Sunday, June 17, 2007

A Little Heavy-Handed Moralizing

In Peter Suderman's interesting review of the new zombie flick Fido, he highlights what I consider to be a unfortunate trend in Hollywood. "Director Andrew Curry," Suderman writes, "weights his film down with metaphorical dead weight, so that it lurches from half-dead idea to half-dead idea with all the grace and wit of its big, dumb zombie characters — which is to say very little. And what it tries to say isn’t even worth getting out of your grave for: Diversity is good! Capitalism is bad! Suburbia breeds stifling conformity! Did somebody eat this movie’s brain?"

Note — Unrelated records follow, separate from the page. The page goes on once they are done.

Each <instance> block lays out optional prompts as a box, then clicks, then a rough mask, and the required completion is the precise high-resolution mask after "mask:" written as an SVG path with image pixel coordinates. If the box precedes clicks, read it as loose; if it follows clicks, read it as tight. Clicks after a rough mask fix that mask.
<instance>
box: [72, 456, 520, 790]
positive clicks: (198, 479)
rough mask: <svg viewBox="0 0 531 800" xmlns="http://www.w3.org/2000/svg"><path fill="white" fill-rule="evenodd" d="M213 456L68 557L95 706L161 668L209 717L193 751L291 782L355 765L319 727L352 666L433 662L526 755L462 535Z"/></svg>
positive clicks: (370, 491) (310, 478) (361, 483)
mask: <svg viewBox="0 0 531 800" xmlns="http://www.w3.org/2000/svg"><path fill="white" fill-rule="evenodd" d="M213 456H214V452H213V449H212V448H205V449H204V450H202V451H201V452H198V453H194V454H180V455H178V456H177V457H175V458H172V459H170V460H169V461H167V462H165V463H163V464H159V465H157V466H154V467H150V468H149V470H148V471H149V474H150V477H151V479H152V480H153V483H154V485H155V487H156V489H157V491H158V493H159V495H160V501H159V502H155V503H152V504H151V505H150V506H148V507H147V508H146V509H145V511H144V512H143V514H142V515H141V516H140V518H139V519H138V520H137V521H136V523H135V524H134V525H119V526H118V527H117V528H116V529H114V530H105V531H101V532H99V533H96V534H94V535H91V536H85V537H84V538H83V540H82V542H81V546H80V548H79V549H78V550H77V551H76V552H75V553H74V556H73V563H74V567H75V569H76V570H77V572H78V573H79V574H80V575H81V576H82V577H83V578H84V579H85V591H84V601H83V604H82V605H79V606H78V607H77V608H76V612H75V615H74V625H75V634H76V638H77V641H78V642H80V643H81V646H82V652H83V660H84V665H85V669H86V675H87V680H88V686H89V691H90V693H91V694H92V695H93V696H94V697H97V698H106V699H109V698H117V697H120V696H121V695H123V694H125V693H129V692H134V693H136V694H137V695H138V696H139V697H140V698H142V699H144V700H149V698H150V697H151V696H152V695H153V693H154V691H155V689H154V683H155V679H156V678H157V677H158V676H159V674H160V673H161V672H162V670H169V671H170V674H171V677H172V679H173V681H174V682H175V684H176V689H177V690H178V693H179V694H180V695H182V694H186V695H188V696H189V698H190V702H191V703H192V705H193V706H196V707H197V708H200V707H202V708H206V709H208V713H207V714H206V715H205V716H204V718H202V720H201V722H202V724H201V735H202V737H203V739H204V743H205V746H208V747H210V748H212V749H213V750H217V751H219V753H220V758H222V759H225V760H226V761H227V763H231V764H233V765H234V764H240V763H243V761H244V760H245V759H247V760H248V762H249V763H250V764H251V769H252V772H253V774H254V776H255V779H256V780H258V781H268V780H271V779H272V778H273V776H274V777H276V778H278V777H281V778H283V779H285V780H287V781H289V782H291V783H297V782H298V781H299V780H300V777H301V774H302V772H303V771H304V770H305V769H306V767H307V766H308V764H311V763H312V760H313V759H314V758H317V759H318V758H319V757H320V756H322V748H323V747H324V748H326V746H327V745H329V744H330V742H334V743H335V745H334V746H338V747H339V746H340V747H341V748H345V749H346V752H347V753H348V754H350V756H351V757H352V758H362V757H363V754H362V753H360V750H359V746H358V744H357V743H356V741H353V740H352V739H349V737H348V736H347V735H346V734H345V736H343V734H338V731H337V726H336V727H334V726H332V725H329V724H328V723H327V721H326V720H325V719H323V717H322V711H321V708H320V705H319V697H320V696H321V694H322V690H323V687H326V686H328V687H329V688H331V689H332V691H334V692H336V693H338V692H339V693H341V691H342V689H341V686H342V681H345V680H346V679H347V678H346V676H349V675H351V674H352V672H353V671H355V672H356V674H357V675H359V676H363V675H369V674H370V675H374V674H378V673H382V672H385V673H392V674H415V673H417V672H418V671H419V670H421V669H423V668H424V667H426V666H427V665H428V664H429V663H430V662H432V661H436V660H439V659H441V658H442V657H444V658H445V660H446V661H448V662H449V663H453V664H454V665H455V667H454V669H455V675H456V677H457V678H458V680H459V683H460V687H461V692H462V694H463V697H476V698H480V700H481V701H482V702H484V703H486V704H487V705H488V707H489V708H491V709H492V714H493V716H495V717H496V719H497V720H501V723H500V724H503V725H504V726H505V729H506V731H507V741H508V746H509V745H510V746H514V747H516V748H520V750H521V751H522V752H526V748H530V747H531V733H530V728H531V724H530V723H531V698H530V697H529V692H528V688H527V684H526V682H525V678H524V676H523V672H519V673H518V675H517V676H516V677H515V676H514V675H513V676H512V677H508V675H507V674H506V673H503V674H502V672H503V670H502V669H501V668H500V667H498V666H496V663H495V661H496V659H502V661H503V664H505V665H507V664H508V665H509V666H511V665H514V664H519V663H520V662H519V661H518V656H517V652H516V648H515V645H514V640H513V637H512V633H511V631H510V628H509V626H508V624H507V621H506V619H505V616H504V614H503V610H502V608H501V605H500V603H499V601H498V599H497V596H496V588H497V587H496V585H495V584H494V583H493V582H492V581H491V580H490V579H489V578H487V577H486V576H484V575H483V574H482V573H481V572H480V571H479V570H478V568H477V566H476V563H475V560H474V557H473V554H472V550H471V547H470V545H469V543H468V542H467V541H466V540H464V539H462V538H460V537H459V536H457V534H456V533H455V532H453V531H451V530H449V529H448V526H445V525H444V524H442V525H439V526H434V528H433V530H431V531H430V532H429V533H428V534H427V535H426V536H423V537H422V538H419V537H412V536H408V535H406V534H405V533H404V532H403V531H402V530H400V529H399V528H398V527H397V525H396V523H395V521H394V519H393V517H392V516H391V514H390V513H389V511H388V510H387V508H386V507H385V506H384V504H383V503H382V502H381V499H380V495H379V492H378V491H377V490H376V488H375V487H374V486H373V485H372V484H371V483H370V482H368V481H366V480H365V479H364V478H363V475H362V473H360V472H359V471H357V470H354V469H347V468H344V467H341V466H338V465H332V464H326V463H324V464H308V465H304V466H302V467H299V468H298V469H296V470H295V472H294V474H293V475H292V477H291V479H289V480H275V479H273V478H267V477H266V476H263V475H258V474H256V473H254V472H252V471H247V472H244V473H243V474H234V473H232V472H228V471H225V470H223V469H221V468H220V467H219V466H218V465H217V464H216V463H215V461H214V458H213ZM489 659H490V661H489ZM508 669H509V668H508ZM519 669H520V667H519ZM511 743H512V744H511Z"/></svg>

Anyone who levels the criticism of amorality at the entertainment industry simply hasn't watched much media in the past few years; the sheer number of celebs who are jockeying for moral superiority is staggering and certainly not confined to the usual suspects of Clooney, Spielberg, and Jolie. The metaphor seems to be their preferred vehicle in the race for humanitarian/activist of the year, being the most facile way to create devastating satire without the cumbersome prerequisite of clear thinking. I wouldn't mind it at all if the story remained afloat after all the moralizing; the director's diligent efforts to help the audience in drawing a clear conclusion often scuttles the story... if there's a story to begin with. Al Gore's filmed lecture An Inconvenient Truth is hopefully the beginning of the end of that genre.

Nowhere is the penchant for brainless metaphor more pronounced than in comedy. I know I'm not the only Simpson's fan who has bemoaned the loss of intelligent satire. The last few seasons have resembled modern morality plays with its conclusions as obvious and humorless as its medieval predecessors. I'd rather watch Seinfeld, a self-proclaimed show about nothing, than be beat over the head with transparent and fashionable moral conclusions. At least this trend hasn't reached epidemic status-- sitcoms like The Office and Arrested Development still provide welcome relief.

1 comment:

Del Torkelson said...

I agree. Not so long ago, when The Simpsons confronted (shudder) issues of the day, it generally did so with at least a touch of good-faith evenhandedness.

No more. When today's Simpsons gets topical, it generally implies there is only one position a halfway intelligent and well-intentioned person can possibly take.